Professor Duncan graduated from Sydney University in 1992 with Bachelor of Medicine, Bachelor of Surgery (Honours Class 1). Professor Duncan also holds a Fellowship of the Royal Australasian College of Physicians (Endrocology) 2004 and a Doctor of Philosophy, The Open University, in collaboration with The Institute for Molecular Medicine, University of Oxford, for a thesis titled, “The Genetics of Osteoporosis”, 2002.
Professor Duncan is currently Eminent Physician, Consultant Endrocologist and Senior Staff Specialist, Royal Brisbane and Women’s Hospital and Professor of Medicine, School of Medicine, University of Queensland Diamantina Institute and University of Queensland Centre for Clinical Research, Faculty of Health Sciences, University of Queensland.

In addition to Professor Duncan’s clinical and teaching responsibilities at Royal Brisbane and Women’s Hospital, she is building the department’s research capacity and academic profile.
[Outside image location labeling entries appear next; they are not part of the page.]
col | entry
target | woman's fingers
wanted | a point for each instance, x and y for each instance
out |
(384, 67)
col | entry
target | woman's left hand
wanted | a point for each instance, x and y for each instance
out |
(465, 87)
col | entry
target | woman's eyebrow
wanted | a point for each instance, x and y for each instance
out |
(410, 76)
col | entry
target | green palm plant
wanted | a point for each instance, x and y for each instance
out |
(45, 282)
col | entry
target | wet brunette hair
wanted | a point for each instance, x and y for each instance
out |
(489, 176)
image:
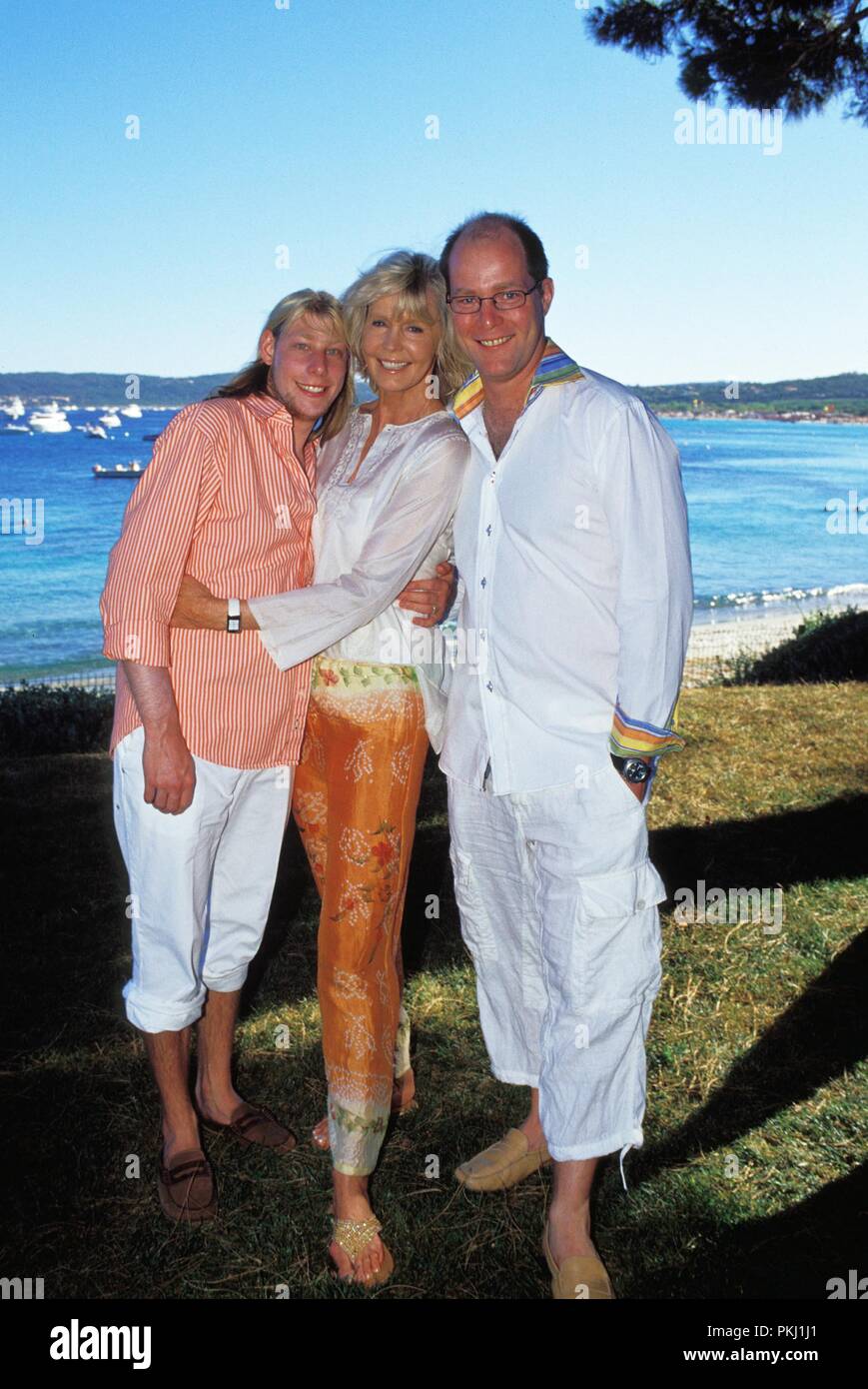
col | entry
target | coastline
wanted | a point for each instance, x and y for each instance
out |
(718, 635)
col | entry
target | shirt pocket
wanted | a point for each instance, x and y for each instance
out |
(617, 939)
(476, 929)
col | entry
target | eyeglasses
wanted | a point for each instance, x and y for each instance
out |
(503, 299)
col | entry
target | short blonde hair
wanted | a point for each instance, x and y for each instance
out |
(253, 378)
(416, 278)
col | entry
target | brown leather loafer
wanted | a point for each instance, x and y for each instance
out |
(255, 1124)
(187, 1188)
(580, 1278)
(503, 1164)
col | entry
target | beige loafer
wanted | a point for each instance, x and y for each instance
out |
(503, 1164)
(578, 1278)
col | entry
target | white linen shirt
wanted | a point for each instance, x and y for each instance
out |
(578, 599)
(371, 537)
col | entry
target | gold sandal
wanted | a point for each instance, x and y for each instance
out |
(355, 1236)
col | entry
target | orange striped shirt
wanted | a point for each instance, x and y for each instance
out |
(227, 501)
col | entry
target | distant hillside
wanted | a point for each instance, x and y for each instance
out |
(93, 388)
(845, 395)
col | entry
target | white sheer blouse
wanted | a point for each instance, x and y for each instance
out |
(371, 535)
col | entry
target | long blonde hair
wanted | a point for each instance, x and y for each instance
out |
(413, 277)
(253, 378)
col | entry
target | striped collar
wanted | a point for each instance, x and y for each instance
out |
(553, 370)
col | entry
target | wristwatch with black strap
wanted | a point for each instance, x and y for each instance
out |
(632, 768)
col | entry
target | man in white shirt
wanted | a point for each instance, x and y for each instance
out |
(571, 542)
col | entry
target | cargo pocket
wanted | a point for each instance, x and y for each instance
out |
(475, 924)
(617, 936)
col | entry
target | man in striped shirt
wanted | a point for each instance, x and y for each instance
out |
(207, 728)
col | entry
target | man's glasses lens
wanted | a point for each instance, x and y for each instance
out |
(504, 299)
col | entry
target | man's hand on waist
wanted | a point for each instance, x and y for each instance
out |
(198, 609)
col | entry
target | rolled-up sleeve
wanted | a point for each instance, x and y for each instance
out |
(303, 623)
(647, 516)
(146, 565)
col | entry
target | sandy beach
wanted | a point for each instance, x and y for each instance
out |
(753, 631)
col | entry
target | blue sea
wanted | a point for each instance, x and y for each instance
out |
(757, 496)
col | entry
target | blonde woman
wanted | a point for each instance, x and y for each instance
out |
(387, 488)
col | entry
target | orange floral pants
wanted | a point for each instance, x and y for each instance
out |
(355, 800)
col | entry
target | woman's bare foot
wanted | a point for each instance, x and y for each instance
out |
(351, 1202)
(403, 1093)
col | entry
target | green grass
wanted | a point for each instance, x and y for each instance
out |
(749, 1183)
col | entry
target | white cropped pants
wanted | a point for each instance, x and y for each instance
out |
(200, 882)
(558, 910)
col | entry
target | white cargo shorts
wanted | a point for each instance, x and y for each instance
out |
(558, 910)
(200, 882)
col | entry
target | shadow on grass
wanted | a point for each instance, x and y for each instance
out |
(790, 1254)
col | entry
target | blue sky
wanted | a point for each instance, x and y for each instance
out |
(306, 127)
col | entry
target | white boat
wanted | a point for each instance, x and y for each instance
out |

She has secured research funding of over $2.2 million, has been published in 28 papers over the last two years, and has established four clinical trials. Professor Duncan has published multiple research papers in the area of osteoporosis (the most common bone disease world-wide) and skeletal dysplasias. She is particularly interested in translating the genetic revolution into clinical practice.
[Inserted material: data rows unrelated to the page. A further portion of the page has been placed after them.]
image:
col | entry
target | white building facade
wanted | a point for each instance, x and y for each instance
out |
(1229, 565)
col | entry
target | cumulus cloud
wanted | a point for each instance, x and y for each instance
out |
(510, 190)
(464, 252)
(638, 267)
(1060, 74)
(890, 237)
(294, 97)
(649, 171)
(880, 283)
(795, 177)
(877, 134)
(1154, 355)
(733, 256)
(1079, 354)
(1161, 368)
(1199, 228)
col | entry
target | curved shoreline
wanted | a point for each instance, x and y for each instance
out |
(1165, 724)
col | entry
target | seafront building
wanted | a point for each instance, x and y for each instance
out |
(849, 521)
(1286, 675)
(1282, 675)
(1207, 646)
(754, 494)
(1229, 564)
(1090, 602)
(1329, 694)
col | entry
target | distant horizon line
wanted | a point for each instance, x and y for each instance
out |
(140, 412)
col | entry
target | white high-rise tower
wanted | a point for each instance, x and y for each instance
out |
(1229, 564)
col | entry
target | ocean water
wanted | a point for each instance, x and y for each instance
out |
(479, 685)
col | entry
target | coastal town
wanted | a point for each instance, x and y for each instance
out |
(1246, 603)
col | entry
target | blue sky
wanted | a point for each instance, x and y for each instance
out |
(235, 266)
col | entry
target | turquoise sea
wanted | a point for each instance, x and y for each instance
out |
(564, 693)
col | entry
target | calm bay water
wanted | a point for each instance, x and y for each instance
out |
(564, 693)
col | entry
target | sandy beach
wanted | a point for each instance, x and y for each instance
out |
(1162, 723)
Most recently, Professor Duncan has been awarded Osteoporosis Australia Philip Sambrook Award for Outstanding Early Career Researcher, 2013, Australian and New Zealand Bone and Mineral Society Kaye Ibbertson Award, 2012, Endocrine Society of Australia Mid-Career Award, 2012 and Clinician Researcher of the Year, Australian Society for Medical Research (Queensland), 2012.
Professor Duncan has developed cutting edge approaches to genetic research that have led her team to identify the causes of several bone diseases. Professor Duncan is considered a leader in bone health. Her research, teaching of doctors, promotion of bone health both nationally and internationally, and extensive involvement with organisations that raise awareness of the importance of bone health, including Osteoporosis Australia, makes her a leader in her professional field.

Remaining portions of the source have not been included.